Les auteurs d’une étude publiée le 3 mars 2020 dans Cardiovascular Research (Oxford) n’ont pas choisi leurs mots au hasard. Alors que les épidémies liées à Covid-19 font craindre une éventuelle pandémie, cette équipe de chercheurs affirment qu’il existerait bel et bien une pandémie déjà existante, l’une des plus importantes de l’histoire de l’humanité, (et qu’il ne faudrait pas l’oublier dans ce contexte) : la pollution.
Ces scientifiques ont développé leur propre méthodologie de modélisation atmosphérique, nommée Global Exposure Mortality Model (GEMM). En résumé, ce modèle combine tous les impacts de la pollution relevés par d’autres études, puis l’incorpore aux causes et taux de mortalité à l’échelle mondiale. Le but : déterminer quel est l’impact de la pollution de l’air sur l’espérance de vie dans chaque région et chaque pays. Les conclusions de l’équipe sont assez saisissantes. Ils apportent d’emblée un chiffre élevé : pas moins de 8,8 millions de décès prématurés seraient causés chaque année par la pollution de l’air.
Une « pandémie de la pollution de l’air »
Les chercheurs estiment que leurs résultats mettent en évidence l’existence d’une pandémie provoquée par la pollution de l’air. Cette affirmation s’appuie sur leur modèle intégrant la pollution parmi les multiples sources de décès. Ils rappellent ainsi que le tabagisme tue 7,7 millions de personnes chaque année, que le virus du Sida provoque 700 000 morts par an, et que les différentes formes de violence — comme les guerres — sont responsables de plus de 500 000 morts. Face à de tels chiffres, qui sont déjà alarmants en eux-mêmes, celui de la pollution à 8,8 millions de décès prématurés apparaît comme tout aussi grave.

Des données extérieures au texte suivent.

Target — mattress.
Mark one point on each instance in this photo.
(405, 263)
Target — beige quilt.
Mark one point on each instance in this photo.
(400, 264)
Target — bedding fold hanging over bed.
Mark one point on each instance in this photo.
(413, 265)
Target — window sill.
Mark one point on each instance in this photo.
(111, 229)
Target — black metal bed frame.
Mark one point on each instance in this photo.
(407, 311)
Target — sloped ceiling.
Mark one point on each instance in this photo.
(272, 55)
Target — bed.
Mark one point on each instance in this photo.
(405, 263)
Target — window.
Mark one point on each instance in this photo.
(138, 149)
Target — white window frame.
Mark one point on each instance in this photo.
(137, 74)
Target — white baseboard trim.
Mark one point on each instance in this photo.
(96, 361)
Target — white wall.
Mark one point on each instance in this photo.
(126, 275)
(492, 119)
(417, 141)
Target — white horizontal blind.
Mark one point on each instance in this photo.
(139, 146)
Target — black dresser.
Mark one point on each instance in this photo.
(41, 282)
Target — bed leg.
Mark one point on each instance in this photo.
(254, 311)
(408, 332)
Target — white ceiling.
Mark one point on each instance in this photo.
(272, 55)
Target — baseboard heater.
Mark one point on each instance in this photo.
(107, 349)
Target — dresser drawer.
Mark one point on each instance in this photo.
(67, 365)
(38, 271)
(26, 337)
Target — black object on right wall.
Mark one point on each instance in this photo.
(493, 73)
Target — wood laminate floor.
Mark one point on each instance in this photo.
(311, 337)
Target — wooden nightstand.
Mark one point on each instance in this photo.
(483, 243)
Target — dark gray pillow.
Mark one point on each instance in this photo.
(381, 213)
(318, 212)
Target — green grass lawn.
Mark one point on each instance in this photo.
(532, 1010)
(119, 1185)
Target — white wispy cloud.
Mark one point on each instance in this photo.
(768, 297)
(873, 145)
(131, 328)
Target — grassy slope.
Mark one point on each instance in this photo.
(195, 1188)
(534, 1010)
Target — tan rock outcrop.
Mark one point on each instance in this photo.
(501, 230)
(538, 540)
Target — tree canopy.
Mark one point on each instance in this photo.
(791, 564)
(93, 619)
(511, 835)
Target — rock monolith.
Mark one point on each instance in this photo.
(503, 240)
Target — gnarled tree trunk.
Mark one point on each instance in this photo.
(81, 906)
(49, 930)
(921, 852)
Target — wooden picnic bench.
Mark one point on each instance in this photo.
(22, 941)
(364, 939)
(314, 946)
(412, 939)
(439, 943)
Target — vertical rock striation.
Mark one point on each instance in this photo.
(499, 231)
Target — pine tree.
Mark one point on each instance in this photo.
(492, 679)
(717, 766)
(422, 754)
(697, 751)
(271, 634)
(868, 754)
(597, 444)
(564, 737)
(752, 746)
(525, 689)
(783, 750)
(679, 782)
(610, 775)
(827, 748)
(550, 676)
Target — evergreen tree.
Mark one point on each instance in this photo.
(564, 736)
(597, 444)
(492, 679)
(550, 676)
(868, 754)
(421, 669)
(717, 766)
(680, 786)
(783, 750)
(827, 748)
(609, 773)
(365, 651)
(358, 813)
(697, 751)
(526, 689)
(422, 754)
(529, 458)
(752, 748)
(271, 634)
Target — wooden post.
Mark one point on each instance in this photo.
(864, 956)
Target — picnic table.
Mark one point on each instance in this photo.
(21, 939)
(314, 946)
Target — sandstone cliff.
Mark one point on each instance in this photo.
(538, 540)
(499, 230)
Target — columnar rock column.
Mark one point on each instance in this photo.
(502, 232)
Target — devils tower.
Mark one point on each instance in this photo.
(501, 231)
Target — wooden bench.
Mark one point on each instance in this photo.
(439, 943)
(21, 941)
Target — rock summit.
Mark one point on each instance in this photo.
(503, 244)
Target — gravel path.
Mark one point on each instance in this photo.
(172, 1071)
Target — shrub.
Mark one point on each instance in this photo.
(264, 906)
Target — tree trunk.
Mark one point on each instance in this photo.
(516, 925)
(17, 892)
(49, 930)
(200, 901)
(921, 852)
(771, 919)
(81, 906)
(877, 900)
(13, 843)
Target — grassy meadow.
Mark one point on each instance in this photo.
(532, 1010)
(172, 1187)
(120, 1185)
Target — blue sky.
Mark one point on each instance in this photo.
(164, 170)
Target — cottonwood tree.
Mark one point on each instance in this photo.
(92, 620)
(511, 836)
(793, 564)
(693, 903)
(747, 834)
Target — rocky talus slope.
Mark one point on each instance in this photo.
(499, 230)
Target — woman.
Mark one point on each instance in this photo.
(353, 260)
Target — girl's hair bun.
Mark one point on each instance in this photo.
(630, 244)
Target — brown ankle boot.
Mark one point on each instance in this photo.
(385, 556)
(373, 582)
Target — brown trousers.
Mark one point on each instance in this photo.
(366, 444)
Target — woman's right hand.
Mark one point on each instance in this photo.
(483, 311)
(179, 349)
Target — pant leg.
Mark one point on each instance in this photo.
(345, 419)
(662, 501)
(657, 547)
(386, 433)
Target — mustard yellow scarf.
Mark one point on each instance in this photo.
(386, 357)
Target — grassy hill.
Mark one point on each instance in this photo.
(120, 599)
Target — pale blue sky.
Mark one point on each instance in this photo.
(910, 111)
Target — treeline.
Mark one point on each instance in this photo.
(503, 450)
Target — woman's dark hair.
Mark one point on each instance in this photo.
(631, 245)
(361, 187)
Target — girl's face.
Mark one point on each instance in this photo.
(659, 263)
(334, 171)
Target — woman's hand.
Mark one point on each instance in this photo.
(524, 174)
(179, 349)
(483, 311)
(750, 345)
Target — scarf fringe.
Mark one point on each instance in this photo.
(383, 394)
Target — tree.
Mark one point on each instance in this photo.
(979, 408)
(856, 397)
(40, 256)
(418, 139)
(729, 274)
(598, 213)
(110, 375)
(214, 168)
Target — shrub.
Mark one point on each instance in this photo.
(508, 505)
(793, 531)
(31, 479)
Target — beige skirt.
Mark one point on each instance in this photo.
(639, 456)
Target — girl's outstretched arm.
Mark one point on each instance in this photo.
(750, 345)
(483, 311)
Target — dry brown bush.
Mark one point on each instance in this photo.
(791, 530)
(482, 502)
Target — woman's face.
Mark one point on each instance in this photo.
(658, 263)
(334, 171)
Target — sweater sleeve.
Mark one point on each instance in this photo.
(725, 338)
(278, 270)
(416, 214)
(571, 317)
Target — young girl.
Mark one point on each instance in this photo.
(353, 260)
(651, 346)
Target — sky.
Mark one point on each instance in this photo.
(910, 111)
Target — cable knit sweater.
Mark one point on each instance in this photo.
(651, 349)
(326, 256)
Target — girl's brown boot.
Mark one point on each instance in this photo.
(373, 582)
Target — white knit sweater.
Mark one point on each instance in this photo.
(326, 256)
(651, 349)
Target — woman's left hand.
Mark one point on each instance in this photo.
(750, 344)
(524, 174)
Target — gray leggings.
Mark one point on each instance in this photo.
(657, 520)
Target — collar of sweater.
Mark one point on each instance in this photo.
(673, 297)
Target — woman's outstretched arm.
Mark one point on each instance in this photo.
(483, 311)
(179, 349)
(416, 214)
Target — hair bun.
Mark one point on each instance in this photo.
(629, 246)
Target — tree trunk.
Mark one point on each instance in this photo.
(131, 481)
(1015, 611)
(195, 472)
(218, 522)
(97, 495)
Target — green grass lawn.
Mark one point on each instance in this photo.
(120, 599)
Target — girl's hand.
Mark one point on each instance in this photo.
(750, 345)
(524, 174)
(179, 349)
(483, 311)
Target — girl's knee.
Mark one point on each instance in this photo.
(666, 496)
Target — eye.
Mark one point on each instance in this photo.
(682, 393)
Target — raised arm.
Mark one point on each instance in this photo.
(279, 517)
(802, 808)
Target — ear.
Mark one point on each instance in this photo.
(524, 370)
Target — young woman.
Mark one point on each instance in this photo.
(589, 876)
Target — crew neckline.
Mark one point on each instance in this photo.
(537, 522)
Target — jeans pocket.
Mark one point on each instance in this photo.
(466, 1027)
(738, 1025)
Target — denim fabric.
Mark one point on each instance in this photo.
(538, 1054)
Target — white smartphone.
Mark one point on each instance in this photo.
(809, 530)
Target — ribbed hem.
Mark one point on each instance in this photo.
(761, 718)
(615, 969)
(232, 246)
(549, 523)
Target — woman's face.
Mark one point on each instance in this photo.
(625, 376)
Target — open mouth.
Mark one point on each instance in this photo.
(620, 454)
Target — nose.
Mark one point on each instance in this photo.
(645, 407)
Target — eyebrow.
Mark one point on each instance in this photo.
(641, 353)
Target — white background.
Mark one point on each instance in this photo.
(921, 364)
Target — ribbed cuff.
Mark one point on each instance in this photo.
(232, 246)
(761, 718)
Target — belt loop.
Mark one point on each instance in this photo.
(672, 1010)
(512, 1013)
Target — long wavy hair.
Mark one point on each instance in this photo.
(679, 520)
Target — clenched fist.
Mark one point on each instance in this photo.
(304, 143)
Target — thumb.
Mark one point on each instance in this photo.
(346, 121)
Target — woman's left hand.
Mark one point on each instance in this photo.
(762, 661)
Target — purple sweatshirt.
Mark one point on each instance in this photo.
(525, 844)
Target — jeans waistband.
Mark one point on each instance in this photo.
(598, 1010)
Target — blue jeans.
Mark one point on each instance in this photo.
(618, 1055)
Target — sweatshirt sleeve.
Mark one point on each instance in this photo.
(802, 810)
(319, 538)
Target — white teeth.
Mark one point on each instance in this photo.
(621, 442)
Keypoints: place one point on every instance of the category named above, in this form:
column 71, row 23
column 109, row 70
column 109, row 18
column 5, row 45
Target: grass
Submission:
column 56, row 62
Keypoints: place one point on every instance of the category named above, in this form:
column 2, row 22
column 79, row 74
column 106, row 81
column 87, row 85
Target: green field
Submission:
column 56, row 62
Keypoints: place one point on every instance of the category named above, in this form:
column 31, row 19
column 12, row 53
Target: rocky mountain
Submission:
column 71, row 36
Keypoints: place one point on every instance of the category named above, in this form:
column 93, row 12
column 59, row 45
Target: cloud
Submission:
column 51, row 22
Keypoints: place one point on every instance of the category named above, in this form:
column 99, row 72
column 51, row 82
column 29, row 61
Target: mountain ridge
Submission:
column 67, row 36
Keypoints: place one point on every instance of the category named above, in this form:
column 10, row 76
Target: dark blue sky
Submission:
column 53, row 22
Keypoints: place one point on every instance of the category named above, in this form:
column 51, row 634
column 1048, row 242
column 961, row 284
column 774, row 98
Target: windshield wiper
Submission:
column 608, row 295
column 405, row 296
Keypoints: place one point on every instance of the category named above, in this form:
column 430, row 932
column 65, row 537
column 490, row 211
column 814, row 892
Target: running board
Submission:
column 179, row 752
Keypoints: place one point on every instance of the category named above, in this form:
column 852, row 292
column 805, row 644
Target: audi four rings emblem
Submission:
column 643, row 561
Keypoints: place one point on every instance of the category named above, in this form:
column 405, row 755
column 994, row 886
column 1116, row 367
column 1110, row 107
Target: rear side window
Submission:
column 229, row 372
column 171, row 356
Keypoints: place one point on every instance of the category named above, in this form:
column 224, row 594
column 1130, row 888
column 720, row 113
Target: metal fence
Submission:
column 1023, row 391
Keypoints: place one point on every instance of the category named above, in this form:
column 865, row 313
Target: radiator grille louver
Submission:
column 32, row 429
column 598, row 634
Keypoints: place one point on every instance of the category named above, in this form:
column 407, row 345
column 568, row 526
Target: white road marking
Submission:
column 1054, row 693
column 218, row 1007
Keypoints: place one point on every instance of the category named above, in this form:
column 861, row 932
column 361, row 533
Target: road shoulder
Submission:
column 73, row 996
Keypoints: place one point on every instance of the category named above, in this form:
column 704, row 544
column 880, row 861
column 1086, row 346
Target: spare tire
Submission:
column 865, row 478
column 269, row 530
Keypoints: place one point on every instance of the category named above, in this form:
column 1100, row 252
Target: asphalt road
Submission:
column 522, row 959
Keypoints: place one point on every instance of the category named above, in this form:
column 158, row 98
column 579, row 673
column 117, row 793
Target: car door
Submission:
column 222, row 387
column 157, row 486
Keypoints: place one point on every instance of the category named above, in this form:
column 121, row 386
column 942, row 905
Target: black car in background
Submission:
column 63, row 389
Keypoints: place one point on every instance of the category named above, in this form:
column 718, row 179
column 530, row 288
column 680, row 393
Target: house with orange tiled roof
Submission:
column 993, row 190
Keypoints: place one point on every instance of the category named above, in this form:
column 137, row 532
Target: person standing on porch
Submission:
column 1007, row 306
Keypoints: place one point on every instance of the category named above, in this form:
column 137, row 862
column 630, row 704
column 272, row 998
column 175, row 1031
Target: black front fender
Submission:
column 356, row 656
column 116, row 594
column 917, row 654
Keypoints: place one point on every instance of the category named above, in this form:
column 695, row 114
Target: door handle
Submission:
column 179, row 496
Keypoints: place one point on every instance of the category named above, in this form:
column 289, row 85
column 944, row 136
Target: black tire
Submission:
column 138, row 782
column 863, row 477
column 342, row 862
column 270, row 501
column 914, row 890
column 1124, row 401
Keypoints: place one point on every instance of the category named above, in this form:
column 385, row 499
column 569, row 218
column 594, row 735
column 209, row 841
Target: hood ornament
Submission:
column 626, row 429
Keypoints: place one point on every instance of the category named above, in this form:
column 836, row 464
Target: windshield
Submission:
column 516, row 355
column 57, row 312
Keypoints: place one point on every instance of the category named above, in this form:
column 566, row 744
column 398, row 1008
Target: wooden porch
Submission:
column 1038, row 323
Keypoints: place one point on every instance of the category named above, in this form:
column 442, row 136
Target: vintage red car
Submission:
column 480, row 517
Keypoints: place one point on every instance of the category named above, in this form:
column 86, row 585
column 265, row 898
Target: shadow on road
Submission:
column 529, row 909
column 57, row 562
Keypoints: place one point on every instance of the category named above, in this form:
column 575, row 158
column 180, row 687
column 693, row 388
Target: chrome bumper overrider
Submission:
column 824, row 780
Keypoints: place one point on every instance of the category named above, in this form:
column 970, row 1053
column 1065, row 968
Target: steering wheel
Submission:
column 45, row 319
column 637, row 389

« Puisque l’impact de la pollution de l’air sur la santé publique est plus large que prévu, et qu’il est un phénomène mondial, nous pensons que nos résultats montrent qu’il y a une ‘pandémie de la pollution de l’air’ », expliquent les chercheurs en conclusion de leur étude. Il semblerait donc qu’ils justifient ce choix de mot par l’ampleur mondiale du phénomène et sa dangerosité, et il s’avère que, comme on l’expliquait d’ailleurs il y a quelques semaines, la différence entre épidémie et pandémie repose notamment dans l’ampleur de nombre de cas, provoquant une maîtrise difficile et, ainsi, une virulence plus importante. En revanche, on relèvera que l’utilisation du mot pour les effets de la pollution de l’air ne remplit pas la notion de « contagiosité », mais toutes les définitions de pandémie n’incluent pas forcément ce critère comme condition sine qua non du phénomène.
L’espérance de vie est réduite de 3 ans
L’Asie est, sans surprise, la région du monde où la part de mortalité due à la pollution est la plus notable. En Inde, par exemple, les particules fines sont responsables d’une réduction de 8,5 ans de l’espérance de vie quand, en Chine, il est question de 4,1 ans. Si l’Europe occidentale et les Amériques sont moins touchées, l’espérance de vie à l’échelle mondiale est tout de même réduite de 3 ans en moyenne. Les chercheurs ont également approfondi différents aspects des impacts de la pollution de l’air. Par exemple, ce sont les personnes de plus de 60 ans qui sont les plus victimes de cet impact en matière de mortalité. Ce sont par ailleurs les maladies cardiovasculaires qui causent le plus de décès en raison de la pollution.
Les chercheurs indiquent dans leur papier avoir pris soin de distinguer les sources anthropogéniques (de cause humaine) et les sources naturelles de pollution, afin d’identifier ce sur quoi l’on peut agir ou non. La façon dont les chercheurs décrivent le résultat de ce distinguo est tranchante : « Nous montrons qu’environ deux tiers des décès prématurés sont imputables à la pollution atmosphérique d’origine humaine, principalement due à l’utilisation de combustibles fossiles ; ce chiffre atteint 80 % dans les pays à revenu élevé. Cinq millions et demi de décès par an dans le monde sont potentiellement évitables. »
Le message de leur étude est d’alerter les décideurs des politiques publiques : la pollution de l’air doit être intégrée aux autres facteurs de risque, et plus particulièrement ceux qui concernent le cœur, au même titre que le tabagisme ou le diabète. Selon les estimations de ces chercheurs, et un peu comme s’ils évoquaient un remède à une maladie, la suppression des émissions issues de la combustion fossile ferait augmenter l’espérance de vie humaine d’une année, voire deux si toutes les émissions étaient stoppées.